А ведь впервые на этой земле людей повеселил…

С этой мыслью, невольно ласкающей его самолюбие, он и отошел ко сну, уже не понимая, грезится ему — или действительно как из-под земли выросла там, за редкими стволиками, слабо озаренная фигура в венце из голубых пирлей; она остановилась напротив него и долго еще стояла, словно могла разглядеть его в полной темноте.

Наутро, за сытными бобами с бодрящей травкой, он ощутил на себе доброжелательные взгляды — так на пирах после удачной песни на него поглядывали с благодарностью и ожиданием — а ну-ка еще… Харр понимал, сейчас — не время. Молчал, как все. Но подошел косноязычный с узелковой перепояской, ласково проговорил:

— Ты силен, человече; не возьмешься ли воды натаскать, чтобы слабых не утруждать?

— Отчего же нет, дело нехитрое, — так же благодушно отозвался Харр, про себя ухмыльнувшись: мягко стелешь ты, братец, а как сейчас остальных на рытье погонишь?

Но, к его удивлению, никто на работы никого не гнал и не принуждал. Все поднялись неспешно, но уже молчаливо, потягиваясь, напивались впрок студеной водой, сохранившей ночную свежесть; кое-кто даже подался в травы — пощипать каких-то красноватых листиков, показавшихся Харру чересчур сладкими. А кто-то уже работал.

К Харру подошел сутулый подкоряжник — во всяком случае, Харр так решил, поглядев на его босые ноги, явно не знавшие обуви уже много лет.

— Пошли по воду, что ли?

Они подхватили коромысла с топкими сетками, плетенными из какого-то волоса, в которых помещались круглодонные бадейки, изнутри мазанные молочно-белым окаменьем. По тому, что трещины замазывались уже серым и голубым, Харр понял, что здесь своего собственного зверя-блёва не держали, а окаменьем разживались за счет того, что приносили беглые. Они двинулись по едва заметной тропе — сразу видно, что осваивать этот холм начали совсем недавно. Трава становилась все выше и выше, пока не скрыла идущих с головой, несмотря на изрядный рост обоих. Харр заскучал — идти-то оказалось далековато, а на обратном пути не отдохнешь: на круглое донышко бадейку не поставить. Он принялся считать шаги, несколько раз доходил до сотни, сбивался… Когда появилось желание начать ругаться вслух, впереди послышались голоса. Тропа стала шире, потом резко кончилась, и они вышли на обширную пустошь, посреди которой возвышалась небольшая грудка камней, из которых и бил источник.

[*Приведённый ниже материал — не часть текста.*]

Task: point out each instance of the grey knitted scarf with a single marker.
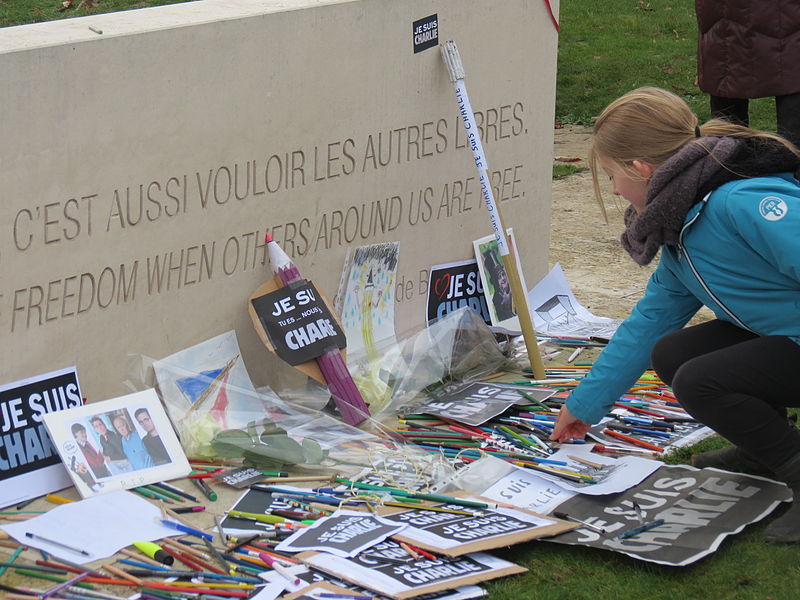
(698, 168)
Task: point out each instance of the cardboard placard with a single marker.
(309, 367)
(29, 463)
(415, 577)
(130, 436)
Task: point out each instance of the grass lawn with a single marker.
(606, 48)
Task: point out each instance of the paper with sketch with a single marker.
(616, 474)
(556, 311)
(100, 526)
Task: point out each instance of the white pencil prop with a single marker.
(455, 70)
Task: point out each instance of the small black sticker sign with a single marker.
(426, 33)
(454, 286)
(298, 322)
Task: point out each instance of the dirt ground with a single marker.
(602, 275)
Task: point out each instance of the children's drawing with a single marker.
(368, 306)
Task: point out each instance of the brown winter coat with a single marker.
(748, 48)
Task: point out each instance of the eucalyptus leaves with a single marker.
(272, 448)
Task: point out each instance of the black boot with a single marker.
(786, 528)
(731, 458)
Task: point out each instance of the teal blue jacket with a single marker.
(738, 254)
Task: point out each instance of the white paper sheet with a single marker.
(556, 311)
(100, 525)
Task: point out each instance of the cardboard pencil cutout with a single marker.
(295, 322)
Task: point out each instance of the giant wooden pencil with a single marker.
(345, 393)
(455, 70)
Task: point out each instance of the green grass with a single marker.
(20, 12)
(606, 48)
(561, 170)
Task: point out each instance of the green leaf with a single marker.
(312, 451)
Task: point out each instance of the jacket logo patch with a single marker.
(773, 208)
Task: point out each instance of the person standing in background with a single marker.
(747, 50)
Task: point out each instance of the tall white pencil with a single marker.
(455, 70)
(343, 389)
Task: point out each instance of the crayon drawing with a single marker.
(208, 382)
(368, 306)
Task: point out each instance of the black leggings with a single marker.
(737, 383)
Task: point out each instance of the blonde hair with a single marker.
(650, 124)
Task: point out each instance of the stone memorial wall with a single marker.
(142, 166)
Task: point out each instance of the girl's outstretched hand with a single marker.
(568, 426)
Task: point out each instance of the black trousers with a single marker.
(737, 383)
(787, 110)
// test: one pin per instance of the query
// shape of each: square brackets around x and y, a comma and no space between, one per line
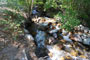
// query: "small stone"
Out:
[82,56]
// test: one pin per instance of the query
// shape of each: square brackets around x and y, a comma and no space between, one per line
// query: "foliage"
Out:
[12,23]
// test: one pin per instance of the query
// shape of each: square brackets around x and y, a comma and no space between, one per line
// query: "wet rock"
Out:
[40,38]
[86,41]
[21,55]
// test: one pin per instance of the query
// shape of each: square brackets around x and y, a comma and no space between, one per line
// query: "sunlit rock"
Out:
[66,37]
[29,37]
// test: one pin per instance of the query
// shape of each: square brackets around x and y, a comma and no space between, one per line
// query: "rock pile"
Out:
[61,44]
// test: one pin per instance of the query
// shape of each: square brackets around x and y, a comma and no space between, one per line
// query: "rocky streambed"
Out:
[49,42]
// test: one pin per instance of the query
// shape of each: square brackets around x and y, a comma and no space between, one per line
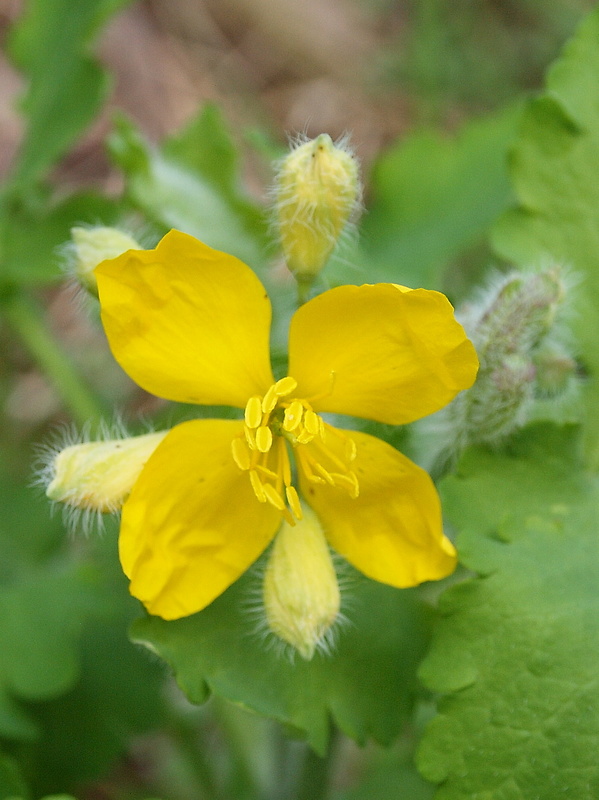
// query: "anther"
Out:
[253,412]
[257,486]
[270,399]
[273,497]
[293,416]
[294,502]
[304,436]
[285,386]
[241,453]
[263,439]
[312,422]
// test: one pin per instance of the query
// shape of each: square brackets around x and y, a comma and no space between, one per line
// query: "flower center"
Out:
[279,421]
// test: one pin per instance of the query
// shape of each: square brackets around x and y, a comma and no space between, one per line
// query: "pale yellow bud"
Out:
[317,191]
[98,476]
[301,593]
[91,246]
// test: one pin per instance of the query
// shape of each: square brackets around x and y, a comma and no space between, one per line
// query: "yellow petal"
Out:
[187,322]
[381,352]
[192,524]
[392,531]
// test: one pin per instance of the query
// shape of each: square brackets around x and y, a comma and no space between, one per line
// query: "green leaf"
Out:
[366,686]
[179,188]
[66,86]
[119,695]
[555,173]
[517,648]
[12,784]
[31,233]
[40,622]
[433,197]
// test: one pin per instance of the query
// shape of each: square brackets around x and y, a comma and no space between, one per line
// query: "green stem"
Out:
[26,318]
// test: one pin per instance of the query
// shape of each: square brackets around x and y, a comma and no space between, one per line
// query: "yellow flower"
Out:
[191,324]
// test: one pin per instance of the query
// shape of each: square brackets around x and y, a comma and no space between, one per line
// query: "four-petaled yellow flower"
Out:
[191,324]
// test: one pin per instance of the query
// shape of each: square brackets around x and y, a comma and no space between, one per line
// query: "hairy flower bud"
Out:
[301,594]
[512,324]
[91,246]
[317,192]
[98,476]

Воду здесь берегли — зелененые желоба отводили ее в чаны, колоды и врытые в землю кувшины; внимательный молодой м'сэйм в одной набедренной повязке бродил, высоко задирая ноги и осторожно переступая через желоба, отворял и закрывал заслонки, пускающие воду то в одну, то в другую емкость. Слева полукругом — располагались густо зеленеющие грядки, над которыми возились рослые мужики, не иначе как по отбору; справа две загородки образовывали проход, по которому подводили на водопой тех мелких безрогих скотинок, которых Харр приметил в степи еще вчера.

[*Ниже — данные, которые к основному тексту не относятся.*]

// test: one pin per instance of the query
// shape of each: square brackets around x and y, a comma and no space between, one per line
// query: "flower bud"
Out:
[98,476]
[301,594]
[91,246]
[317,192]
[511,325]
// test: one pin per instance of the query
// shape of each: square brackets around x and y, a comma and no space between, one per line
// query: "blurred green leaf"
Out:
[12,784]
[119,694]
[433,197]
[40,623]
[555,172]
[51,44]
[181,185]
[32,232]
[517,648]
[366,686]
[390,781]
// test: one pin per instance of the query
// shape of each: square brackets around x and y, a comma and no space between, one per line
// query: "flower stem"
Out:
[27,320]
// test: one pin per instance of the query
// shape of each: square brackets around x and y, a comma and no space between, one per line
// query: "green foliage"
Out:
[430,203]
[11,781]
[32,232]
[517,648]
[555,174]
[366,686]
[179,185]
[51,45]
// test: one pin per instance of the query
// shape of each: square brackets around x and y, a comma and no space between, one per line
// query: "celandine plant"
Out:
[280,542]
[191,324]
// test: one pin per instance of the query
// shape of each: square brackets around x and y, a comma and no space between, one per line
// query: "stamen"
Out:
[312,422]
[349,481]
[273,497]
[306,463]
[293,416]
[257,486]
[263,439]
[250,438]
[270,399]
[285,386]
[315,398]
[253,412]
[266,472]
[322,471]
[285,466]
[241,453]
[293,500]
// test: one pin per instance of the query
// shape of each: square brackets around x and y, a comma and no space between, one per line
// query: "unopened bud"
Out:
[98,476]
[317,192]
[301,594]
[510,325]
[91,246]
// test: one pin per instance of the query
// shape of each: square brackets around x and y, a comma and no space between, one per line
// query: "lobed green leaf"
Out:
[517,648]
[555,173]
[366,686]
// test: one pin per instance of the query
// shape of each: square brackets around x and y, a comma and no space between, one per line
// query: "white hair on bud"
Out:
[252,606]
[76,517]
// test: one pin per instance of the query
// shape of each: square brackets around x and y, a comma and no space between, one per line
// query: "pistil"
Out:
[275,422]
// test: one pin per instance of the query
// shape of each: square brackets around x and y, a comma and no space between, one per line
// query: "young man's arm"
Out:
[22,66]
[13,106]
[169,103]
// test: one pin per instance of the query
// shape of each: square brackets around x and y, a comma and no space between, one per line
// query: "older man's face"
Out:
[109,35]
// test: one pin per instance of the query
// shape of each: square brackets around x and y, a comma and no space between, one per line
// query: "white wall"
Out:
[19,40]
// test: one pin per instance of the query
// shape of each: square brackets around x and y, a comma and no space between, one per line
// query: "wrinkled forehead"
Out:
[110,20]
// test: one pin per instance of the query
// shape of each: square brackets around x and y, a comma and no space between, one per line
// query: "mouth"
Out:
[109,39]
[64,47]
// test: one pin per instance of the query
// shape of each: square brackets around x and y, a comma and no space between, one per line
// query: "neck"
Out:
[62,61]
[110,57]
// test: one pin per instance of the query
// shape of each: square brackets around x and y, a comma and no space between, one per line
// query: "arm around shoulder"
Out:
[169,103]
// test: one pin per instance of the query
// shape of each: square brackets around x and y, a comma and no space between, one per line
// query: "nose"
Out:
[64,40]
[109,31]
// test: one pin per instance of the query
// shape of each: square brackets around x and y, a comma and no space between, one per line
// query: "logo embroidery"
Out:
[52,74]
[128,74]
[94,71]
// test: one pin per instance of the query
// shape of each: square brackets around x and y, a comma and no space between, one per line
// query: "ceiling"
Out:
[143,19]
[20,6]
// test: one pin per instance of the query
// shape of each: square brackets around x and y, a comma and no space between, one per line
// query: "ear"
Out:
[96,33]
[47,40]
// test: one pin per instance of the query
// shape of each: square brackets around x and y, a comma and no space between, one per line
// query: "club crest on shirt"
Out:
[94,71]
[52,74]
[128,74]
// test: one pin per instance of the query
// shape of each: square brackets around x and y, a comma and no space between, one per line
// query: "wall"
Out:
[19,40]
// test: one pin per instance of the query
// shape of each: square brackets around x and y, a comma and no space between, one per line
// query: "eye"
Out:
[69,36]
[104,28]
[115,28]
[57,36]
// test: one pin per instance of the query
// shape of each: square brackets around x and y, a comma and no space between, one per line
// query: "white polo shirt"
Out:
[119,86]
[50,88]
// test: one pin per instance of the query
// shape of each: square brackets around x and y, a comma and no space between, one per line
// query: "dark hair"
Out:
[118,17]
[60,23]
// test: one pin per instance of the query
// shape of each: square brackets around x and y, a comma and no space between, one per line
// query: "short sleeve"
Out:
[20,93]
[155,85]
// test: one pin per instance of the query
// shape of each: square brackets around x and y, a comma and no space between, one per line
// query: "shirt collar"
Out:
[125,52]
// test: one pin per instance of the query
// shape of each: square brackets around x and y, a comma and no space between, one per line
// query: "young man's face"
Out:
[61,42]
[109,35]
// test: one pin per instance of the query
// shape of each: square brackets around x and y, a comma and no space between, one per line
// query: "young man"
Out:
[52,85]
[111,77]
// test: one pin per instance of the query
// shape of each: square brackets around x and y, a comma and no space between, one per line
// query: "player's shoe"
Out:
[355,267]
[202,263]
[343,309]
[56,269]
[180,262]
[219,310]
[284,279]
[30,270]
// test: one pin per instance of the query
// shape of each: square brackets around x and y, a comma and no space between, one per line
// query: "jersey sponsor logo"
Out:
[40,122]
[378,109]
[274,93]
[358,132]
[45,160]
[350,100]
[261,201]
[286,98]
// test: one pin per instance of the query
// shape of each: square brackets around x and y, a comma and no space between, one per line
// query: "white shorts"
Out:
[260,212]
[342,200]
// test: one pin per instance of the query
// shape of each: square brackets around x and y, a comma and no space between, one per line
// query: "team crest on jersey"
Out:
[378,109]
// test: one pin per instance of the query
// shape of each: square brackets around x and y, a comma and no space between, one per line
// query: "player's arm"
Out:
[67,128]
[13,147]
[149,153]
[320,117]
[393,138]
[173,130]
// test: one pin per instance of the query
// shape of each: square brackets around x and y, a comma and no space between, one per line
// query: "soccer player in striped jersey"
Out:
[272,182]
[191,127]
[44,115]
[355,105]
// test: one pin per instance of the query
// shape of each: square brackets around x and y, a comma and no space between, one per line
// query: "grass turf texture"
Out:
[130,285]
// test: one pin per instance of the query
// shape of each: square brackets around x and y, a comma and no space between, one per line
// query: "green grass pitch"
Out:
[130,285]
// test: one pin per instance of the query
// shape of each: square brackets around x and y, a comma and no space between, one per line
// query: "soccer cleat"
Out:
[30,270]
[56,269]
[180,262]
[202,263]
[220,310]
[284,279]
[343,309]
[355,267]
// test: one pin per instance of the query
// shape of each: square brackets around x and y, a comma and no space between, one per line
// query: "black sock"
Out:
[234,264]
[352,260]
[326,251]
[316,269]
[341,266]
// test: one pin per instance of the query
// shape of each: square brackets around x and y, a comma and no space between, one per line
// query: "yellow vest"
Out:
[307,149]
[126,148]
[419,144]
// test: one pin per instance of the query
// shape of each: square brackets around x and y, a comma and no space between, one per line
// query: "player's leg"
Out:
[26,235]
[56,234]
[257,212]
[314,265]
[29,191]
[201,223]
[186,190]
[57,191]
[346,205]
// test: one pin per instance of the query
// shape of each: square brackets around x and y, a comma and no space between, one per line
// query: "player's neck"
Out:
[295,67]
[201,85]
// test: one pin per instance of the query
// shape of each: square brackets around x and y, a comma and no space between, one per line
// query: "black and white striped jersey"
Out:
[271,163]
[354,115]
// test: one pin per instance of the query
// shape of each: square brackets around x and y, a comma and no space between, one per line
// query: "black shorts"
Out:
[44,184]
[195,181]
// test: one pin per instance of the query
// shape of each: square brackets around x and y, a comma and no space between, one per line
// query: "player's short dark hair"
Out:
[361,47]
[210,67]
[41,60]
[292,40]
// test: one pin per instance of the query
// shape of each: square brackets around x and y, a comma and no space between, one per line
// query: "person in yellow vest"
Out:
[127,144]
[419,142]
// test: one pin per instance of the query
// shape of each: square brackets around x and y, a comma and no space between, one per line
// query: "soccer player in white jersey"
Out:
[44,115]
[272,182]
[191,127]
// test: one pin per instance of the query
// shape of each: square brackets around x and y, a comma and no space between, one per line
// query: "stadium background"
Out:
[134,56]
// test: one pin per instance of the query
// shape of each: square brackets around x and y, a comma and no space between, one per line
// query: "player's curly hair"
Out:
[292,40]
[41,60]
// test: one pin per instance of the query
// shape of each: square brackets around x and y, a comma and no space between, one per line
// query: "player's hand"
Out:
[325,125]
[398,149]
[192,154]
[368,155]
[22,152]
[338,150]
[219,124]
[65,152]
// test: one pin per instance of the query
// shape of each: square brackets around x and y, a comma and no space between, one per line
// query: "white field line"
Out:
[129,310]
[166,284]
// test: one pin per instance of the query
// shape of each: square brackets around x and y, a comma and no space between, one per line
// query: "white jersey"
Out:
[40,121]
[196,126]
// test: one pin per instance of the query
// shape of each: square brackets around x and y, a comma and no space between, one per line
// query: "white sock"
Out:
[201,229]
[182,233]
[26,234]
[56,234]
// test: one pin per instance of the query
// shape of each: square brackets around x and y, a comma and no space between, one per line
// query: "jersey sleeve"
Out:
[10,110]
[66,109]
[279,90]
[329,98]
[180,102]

Харр со своим спутником присели на землю, отдыхая и поглядывая, когда же им укажут, откуда воду брать. Наконец указали, и опять же никто не подгонял, можно было бы просидеть и еще сколь угодно. Но подкоряжник направился в обратный путь, чуть покачивая полными бадейками, и Харр двинулся следом, успев прихватить по дороге две приглянувшиеся ему рогульки. Путь обратно, как он и ожидал, оказался не таким приятным, и Харр, пройдя примерно его половину, окликнул своего проводника:

— Эй, погоди-ка малость! — Тот послушно остановился. — Подержи мое коромысло.

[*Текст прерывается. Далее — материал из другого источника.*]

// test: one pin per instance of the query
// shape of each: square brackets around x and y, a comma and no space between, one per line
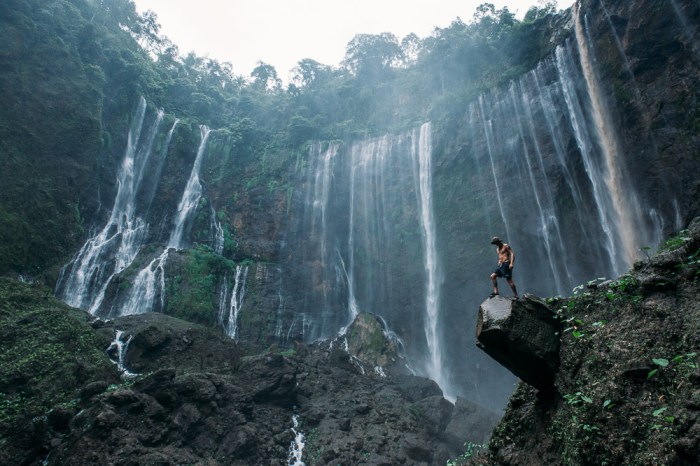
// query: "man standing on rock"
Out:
[506,261]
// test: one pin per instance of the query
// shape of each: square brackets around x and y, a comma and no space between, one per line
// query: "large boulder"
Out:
[523,336]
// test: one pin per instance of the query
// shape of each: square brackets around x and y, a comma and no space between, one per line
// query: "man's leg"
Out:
[495,284]
[512,287]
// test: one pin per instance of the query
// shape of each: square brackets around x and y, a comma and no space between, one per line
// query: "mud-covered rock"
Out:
[523,336]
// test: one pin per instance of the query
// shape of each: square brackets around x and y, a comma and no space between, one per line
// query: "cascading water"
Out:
[368,239]
[120,347]
[229,321]
[217,233]
[114,248]
[150,281]
[433,338]
[296,448]
[624,206]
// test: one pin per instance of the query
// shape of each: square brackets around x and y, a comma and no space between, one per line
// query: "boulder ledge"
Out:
[523,336]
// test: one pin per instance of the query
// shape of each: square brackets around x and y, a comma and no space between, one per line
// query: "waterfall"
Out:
[622,213]
[236,303]
[296,448]
[150,281]
[121,347]
[432,269]
[488,132]
[217,233]
[367,239]
[114,248]
[190,198]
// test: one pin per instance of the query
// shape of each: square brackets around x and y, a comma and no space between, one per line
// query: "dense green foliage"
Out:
[194,286]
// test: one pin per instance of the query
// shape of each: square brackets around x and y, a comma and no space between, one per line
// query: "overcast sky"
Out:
[282,32]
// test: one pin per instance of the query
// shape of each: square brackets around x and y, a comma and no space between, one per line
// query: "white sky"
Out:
[282,32]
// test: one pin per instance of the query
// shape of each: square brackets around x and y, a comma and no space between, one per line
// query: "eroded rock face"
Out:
[366,340]
[523,336]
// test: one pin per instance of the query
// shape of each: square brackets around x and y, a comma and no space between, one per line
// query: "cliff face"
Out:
[526,160]
[628,387]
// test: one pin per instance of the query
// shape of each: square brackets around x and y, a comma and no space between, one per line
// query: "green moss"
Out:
[193,290]
[48,351]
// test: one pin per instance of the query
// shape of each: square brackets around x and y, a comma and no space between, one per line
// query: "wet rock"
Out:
[368,342]
[92,389]
[523,336]
[122,397]
[434,413]
[415,388]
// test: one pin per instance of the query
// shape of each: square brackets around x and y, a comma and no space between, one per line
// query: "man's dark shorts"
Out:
[504,270]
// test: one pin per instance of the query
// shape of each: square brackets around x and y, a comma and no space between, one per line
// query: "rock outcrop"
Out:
[628,385]
[523,336]
[188,395]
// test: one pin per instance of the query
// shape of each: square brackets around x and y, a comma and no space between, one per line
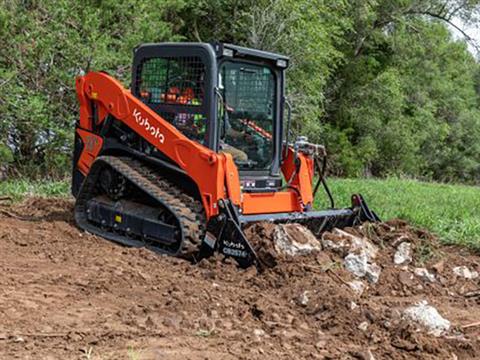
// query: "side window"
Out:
[175,88]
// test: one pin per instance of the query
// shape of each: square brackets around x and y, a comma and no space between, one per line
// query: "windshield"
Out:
[247,114]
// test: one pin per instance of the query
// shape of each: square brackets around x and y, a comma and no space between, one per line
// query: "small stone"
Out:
[373,273]
[357,286]
[439,266]
[370,355]
[356,264]
[363,326]
[428,316]
[258,332]
[403,254]
[303,298]
[465,272]
[424,274]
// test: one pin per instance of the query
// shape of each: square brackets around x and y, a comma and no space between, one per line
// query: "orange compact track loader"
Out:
[198,148]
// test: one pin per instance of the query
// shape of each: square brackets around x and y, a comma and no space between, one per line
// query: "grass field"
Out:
[450,211]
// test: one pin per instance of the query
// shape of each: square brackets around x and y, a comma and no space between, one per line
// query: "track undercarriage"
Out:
[125,201]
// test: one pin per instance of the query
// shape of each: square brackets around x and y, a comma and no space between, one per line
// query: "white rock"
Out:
[465,272]
[350,242]
[424,274]
[357,286]
[373,273]
[295,239]
[356,264]
[403,253]
[428,316]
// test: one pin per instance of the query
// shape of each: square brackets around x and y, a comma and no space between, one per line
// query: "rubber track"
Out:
[188,211]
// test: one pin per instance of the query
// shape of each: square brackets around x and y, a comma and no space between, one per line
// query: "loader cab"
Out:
[226,97]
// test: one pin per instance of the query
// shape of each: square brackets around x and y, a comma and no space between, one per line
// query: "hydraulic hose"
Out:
[321,180]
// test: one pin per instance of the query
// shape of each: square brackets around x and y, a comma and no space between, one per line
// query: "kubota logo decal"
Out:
[153,130]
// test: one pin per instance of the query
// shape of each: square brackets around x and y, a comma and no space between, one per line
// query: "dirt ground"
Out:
[65,294]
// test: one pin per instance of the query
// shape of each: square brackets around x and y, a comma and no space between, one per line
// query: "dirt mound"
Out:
[69,295]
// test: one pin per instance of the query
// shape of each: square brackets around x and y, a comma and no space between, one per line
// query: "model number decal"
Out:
[153,130]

Он освободился от своей ноши, чуть отступя от тропы, глубоко вбил в землю прихваченные колья с разветвлениями на концах.

— Давай коромысла сюда, отдохнем.

Подкоряжник с удивлением воззрился на Харрову затею — видно было, что здесь никто не проявлял никакой выдумки, просто делали свою работу от зари до зари, и вся недолга.

— Однако ты взял, не спросясь, — укоризненно проговорил Харров сотоварищ по трудам праведным, — неладно это.

— Я ж голос подать не решился! — возразил Харр. — У вас тут все молча делается…

— Человецы молчат, потому как говорить не об чем, — отрезал подкоряжник. — О суетном за работой болтать грех, а о божественном только навершие ведают.

— Наверший — это который за вечерней трапезой блекотал?

— Ты в грех меня вводишь, — сурово констатировал подкоряжник. — По уставу нашему нельзя гневаться на ближнего.

— А смеяться над ближним можно?

— Тоже грех.

— Однако вчерась ты ржал, как жеребчик, да и другие запрету на себя не клали…

— Общий грех.

Не понравился Харру его тон — переборщил водонос со своей суровостью, от нее так и несло лицемерием.

— Слышь-ка, босоногий человече, а ты сам часом в навершие не метишь?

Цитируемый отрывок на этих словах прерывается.